A Japanese reconnaissance photo of Marco Polo Bridge during the incident. Wanping is opposite side of the river.
A Japanese reconnaissance photo of Marco Polo Bridge during the incident. Wanping is opposite side of the river.

Marco Polo Bridge Incident

military-historyworld-war-iihistorymemorials
4 min read

A Japanese soldier went missing during a nighttime military exercise near the Marco Polo Bridge on 7 July 1937. He had, by most accounts, simply wandered off -- one historian suggests he had visited a brothel. But his temporary absence gave Japanese garrison troops at Lugouqiao a pretext to demand entry into the walled city of Wanping to conduct a search. Fighting broke out while negotiations were still underway. The soldier, it turned out, had already returned to his own lines. By then it no longer mattered. The Marco Polo Bridge incident is generally regarded as the start of the Second Sino-Japanese War, a conflict that would merge into the larger conflagration of World War II and cost millions of lives.

A Fuse Already Lit

The incident did not emerge from nothing. Since the Japanese invasion of Manchuria in 1931 and the creation of the puppet state of Manchukuo in 1932 with the deposed Qing emperor Puyi as its figurehead, tensions between Japan and China had simmered continuously. Small clashes along the railway connecting Beijing to the port of Tianjin had become routine, each one subsiding before escalating further. The Kuomintang government had agreed to the Tanggu Truce in 1933, establishing an uneasy peace that neither side expected to last. By the terms of the Boxer Protocol of 1901, Japan had the right to station guards along the railways, but by July 1937 Japanese forces in China had swelled to an estimated 7,000 to 15,000 men -- far exceeding the limits the protocol set.

Night and Dawn at Wanping

The sequence of events on the night of 7 July and the morning of 8 July unfolded with the grim logic of mutual miscalculation. Japanese infantry attempted to breach Wanping's walled defenses and were repulsed. An ultimatum followed. At 02:00, Chinese acting commander Qin Dechun sent Wanping's mayor, Wang Lengzhai, alone to the Japanese camp to negotiate. The Japanese insisted on being admitted into the town. Reinforcements arrived on both sides through the predawn hours. At 04:45, Wang Lengzhai returned to Wanping and reported seeing Japanese troops massing around the town. Within five minutes, a shot was heard. Both sides began firing at 04:50, and the battle was joined. Colonel Ji Xingwen led the Chinese defense with about 100 men, outnumbered and armed primarily with rifles and dao swords. They held the bridge with the help of reinforcements, but the losses were severe.

Escalation Without Brake

What distinguished the Marco Polo Bridge incident from the many clashes that preceded it was that the escalation never stopped. A ceasefire was reached, but General Masakazu Kawabe rejected the truce and, against his superiors' orders, continued shelling Wanping for three more hours.

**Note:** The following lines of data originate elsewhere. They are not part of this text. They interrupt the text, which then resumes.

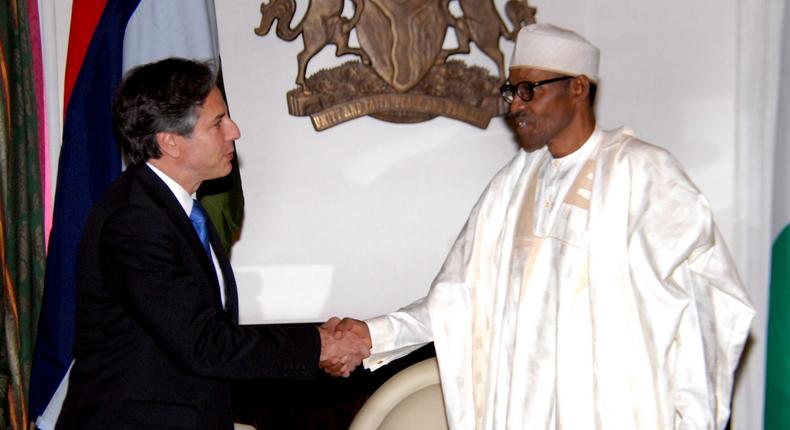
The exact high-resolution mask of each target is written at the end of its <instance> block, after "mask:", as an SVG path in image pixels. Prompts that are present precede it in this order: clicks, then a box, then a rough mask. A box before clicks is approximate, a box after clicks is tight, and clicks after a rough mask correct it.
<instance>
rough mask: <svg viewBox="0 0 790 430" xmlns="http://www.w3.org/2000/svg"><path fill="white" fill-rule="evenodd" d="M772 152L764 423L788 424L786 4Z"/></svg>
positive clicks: (789, 190)
mask: <svg viewBox="0 0 790 430" xmlns="http://www.w3.org/2000/svg"><path fill="white" fill-rule="evenodd" d="M782 43H783V46H782V51H781V52H782V59H781V69H780V71H779V76H780V78H779V106H778V107H779V109H778V117H777V118H778V121H777V130H776V148H775V152H774V195H773V214H772V215H773V220H772V226H773V230H774V232H776V235H775V239H774V244H773V248H772V257H771V289H770V293H769V295H768V336H767V339H768V340H767V342H768V344H767V346H766V362H765V409H764V413H765V416H764V419H763V428H764V429H766V430H773V429H782V430H783V429H790V167H788V166H790V8H788V7H786V8H785V16H784V37H783V39H782Z"/></svg>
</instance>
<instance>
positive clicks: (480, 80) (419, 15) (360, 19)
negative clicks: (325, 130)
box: [255, 0, 535, 131]
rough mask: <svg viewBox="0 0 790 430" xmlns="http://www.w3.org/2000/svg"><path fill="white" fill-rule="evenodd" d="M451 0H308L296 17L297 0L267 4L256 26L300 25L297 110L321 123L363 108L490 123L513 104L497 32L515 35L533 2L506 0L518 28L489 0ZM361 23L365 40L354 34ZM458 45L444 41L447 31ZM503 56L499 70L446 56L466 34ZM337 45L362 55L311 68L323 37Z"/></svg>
mask: <svg viewBox="0 0 790 430" xmlns="http://www.w3.org/2000/svg"><path fill="white" fill-rule="evenodd" d="M452 1H453V0H352V2H353V5H354V14H353V15H352V16H351V18H346V17H345V16H344V15H343V6H344V3H345V2H344V0H310V3H309V6H308V8H307V11H306V12H305V14H304V16H303V17H302V19H301V21H300V22H299V23H298V24H297V25H296V27H293V28H292V27H291V20H292V19H293V17H294V13H295V10H296V3H295V0H269V1H268V2H264V3H262V4H261V23H260V25H259V26H258V27H257V28H256V29H255V34H257V35H259V36H264V35H266V34H268V33H269V31H270V30H271V28H272V26H273V25H274V21H277V27H276V32H277V36H278V37H279V38H281V39H283V40H288V41H291V40H294V39H296V37H298V36H299V35H300V34H301V35H302V41H303V43H304V49H303V50H302V51H301V52H300V53H299V54H298V55H297V63H298V72H297V75H296V84H297V88H295V89H293V90H291V91H289V92H288V94H287V99H288V111H289V112H290V114H291V115H295V116H307V115H309V116H310V118H311V120H312V122H313V127H315V129H316V130H318V131H321V130H325V129H327V128H329V127H332V126H334V125H337V124H340V123H343V122H346V121H349V120H351V119H354V118H358V117H361V116H365V115H370V116H372V117H375V118H378V119H382V120H385V121H391V122H397V123H410V122H421V121H426V120H429V119H432V118H434V117H436V116H439V115H441V116H446V117H449V118H455V119H458V120H461V121H464V122H467V123H469V124H472V125H475V126H477V127H480V128H486V127H487V126H488V122H489V121H490V120H491V117H493V116H495V115H500V114H503V113H505V112H506V111H507V106H506V105H505V104H504V102H503V101H502V99H501V97H500V96H499V85H500V84H501V83H502V82H503V81H504V79H505V67H504V55H503V54H502V51H501V50H500V49H499V40H500V38H501V37H504V38H505V39H508V40H513V39H514V38H515V36H516V33H517V32H518V30H519V29H520V28H521V27H522V26H524V25H527V24H532V23H534V22H535V8H533V7H530V6H529V4H528V3H527V0H510V1H508V2H507V3H506V4H505V13H506V14H507V16H508V18H509V20H510V22H511V24H512V25H513V29H512V30H510V29H508V28H507V25H506V24H505V23H504V21H503V20H502V18H501V16H500V15H499V13H498V12H497V10H496V7H495V6H494V2H493V0H456V1H457V2H458V5H457V6H458V7H459V8H460V10H461V11H462V14H461V15H460V16H454V15H453V13H452V12H451V10H450V4H451V2H452ZM352 30H356V35H357V39H358V40H359V48H356V47H351V46H349V44H348V41H349V35H350V33H351V31H352ZM451 30H453V31H454V32H455V36H456V39H457V40H458V46H457V47H456V48H454V49H443V48H442V45H443V44H444V40H445V38H446V37H447V35H448V31H451ZM472 42H474V43H475V44H476V45H477V46H478V47H479V48H480V50H481V51H482V52H483V53H485V55H487V56H488V57H490V58H491V59H492V60H493V61H494V62H495V63H496V64H497V69H498V70H497V72H498V76H491V74H490V73H489V72H488V70H487V69H485V68H483V67H479V66H474V65H473V66H470V65H467V64H466V63H464V62H463V61H460V60H455V59H450V60H448V57H450V56H453V55H456V54H468V53H469V51H470V43H472ZM330 44H331V45H335V55H336V56H341V55H346V54H352V55H356V56H358V57H359V59H360V60H361V61H350V62H346V63H344V64H342V65H340V66H338V67H335V68H332V69H326V70H321V71H319V72H317V73H315V74H314V75H312V76H309V77H307V76H306V69H307V64H308V62H309V61H310V59H311V58H312V57H313V56H314V55H316V54H317V53H318V52H319V51H321V50H322V49H323V48H324V47H326V46H327V45H330Z"/></svg>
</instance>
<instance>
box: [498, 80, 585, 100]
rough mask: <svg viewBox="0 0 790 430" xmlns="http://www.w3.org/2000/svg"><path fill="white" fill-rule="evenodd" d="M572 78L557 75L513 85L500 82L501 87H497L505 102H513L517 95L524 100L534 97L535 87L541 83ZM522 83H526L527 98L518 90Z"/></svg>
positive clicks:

When full-scale fighting resumed on 25 July at Langfang, the Japanese deployed armored units. By 20 July, Japanese military strength in the Beiping-Tianjin area had exceeded 180,000 personnel. After 24 days of combat, the Chinese 29th Army was forced to withdraw. The Japanese captured Beiping on 29 July and the Taku Forts at Tianjin the following day. On 9 August, the shooting of a Japanese naval officer in Shanghai expanded the conflict into what became a full-scale war across China.

The Bridge Remembers

In 1987, on the 50th anniversary of the incident, the bridge was renovated and the Museum of the War of Chinese People's Resistance Against Japanese Aggression was built nearby inside Wanping Fortress. The walls of the fortress still bear the shell damage from 1937, now marked with memorial plaques. The 29th Army's resistance, despite their poor equipment, inspired the 1937 "Sword March," which became the National Revolutionary Army's standard marching cadence. Historians continue to debate whether the incident was engineered or accidental. Most consider the "accidental shot" hypothesis most likely -- that a low-ranking Chinese soldier fired in fear, triggering a chain reaction that neither side's leadership could control. The weight of that single moment, a trigger pulled in darkness by a frightened man, set a war in motion that would reshape the entire Pacific.

From the Air

Located at 39.85N, 116.21E at the Marco Polo Bridge (Lugou Bridge) crossing the Yongding River in Fengtai District, southwestern Beijing. The Wanping Fortress and the Museum of the War of Chinese People's Resistance Against Japanese Aggression are immediately adjacent. Beijing Capital International Airport (ZBAA) is approximately 45 km northeast. Beijing Daxing International Airport (ZBAD) is about 40 km south-southeast. From the air, the Yongding River and the distinctive eleven-arch bridge are visible at lower altitudes. The walled Wanping Fortress adjacent to the bridge is also identifiable.